Não surpreende que alguns dos momentos mais importantes
são aqueles em que o filme parece estar simplesmente
tomando um desvio. Assim, a seqüência sobre
Watergate com seu senso de ultraje e absurdo crescente
termina por funcionar como o coração do
filme. Da mesma forma como o desvio pela máfia
italiana e a imitação de John Turturro
do Marlon Brando de O Poderoso Chefão
seja o ponto em que o filme deixa mais claro para que
veio. Estamos num universo de imagens mercantilizadas,
de estereótipos para consumo rápido. Turturro
reclama do lado poser dos rappers enquanto
ele mesmo está fazendo uma operação
mimética que tem menos a ver com gangsteres do
que com uma imagem romantizada que o cinema construiu
deles. O filme todo é construído sobre
figuras clichês do cientista alemão: da
imitação de Martha Stewart da Ellen Barkin
ao negro bem dotado que funciona como objeto sexual,
passando pela parada variada de lésbicas. Que
o filme comece com um plano não do jovem executivo
negro bem sucedido, mas do seu amigo que aparenta ser
alguma espécie de estagiário subalterno
indo buscar café para o patrão, certamente
não é acidente. As imagens aqui tentam
se apresentar sempre dentro de uma calculada banalidade
auto-explicativa que simplifica as situações,
só que Lee as insere dentro de um contexto que
sabota o processo. Se a maior parte dos personagens
do Lee acredita – erroneamente – que tudo sabe, aqui
eles são ávidos consumidores de imagens
que confirmam este estado das coisas: elas ajudam a
estabelecer a crise ética e familiar que está
no centro das preocupações de Lee ao confirmar
um estado de complacência. Estas imagens querem
ser donas da narrativa, nos apontar para onde e para
o que olhar, mas Lee procede por sabotá-las.
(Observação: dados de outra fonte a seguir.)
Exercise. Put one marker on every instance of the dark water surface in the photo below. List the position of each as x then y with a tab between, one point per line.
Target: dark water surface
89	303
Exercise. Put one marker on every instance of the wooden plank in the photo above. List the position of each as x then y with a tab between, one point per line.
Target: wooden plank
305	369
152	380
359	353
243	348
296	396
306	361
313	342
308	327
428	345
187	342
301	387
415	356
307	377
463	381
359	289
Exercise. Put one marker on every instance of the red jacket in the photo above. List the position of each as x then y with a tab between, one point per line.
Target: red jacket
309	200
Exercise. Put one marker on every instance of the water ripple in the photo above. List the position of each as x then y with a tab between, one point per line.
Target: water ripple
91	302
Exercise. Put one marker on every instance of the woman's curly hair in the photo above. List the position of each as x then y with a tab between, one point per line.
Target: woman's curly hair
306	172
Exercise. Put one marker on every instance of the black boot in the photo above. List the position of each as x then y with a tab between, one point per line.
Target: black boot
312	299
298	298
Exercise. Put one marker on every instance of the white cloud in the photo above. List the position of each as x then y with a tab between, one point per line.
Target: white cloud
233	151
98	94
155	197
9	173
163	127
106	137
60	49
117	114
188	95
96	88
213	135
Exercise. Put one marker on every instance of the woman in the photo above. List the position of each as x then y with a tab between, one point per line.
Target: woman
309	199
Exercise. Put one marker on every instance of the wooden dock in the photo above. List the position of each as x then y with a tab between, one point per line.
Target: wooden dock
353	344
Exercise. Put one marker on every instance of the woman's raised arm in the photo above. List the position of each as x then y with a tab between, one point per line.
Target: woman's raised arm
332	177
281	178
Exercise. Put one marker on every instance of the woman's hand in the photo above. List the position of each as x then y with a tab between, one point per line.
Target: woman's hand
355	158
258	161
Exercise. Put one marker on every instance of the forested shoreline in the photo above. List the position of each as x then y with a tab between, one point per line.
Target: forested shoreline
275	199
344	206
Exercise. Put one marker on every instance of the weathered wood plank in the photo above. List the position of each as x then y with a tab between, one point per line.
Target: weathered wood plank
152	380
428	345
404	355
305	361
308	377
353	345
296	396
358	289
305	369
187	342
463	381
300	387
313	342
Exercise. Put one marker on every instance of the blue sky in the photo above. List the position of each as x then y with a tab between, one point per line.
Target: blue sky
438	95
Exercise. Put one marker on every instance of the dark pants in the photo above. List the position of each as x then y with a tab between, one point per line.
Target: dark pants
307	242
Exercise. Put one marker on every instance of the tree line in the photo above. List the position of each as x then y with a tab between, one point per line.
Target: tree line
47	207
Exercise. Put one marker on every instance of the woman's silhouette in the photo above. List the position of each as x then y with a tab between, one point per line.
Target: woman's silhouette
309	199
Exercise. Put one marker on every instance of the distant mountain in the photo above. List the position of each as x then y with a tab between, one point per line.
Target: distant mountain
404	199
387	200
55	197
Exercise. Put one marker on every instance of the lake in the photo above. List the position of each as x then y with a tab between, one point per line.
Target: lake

Logo no começo, quando o alemão se suicida,
vemos ele cair por sobre a barraca de um vendedor de
rua; nenhum dos personagens parece notar (e, a julgar
pelos artigos que saíram, nenhum dos críticos),
mas o corpo morto do vendedor está por baixo
dele, o que Lee nos revela num close rápido,
e a cena logo depois retorna ao seu andar normal com
aquela morte sem importância (afinal, o
corpo não pertence a um personagem integrado
à narrativa) sendo esquecida. Colocadas no meio
do conflito, no tom passional-exagerado que Lee impõe,
estas imagens se implodem dando lugar ao filme que existe
na intersecção de todos estes elementos.
Filipe Furtado
(DVD/VHS
Columbia)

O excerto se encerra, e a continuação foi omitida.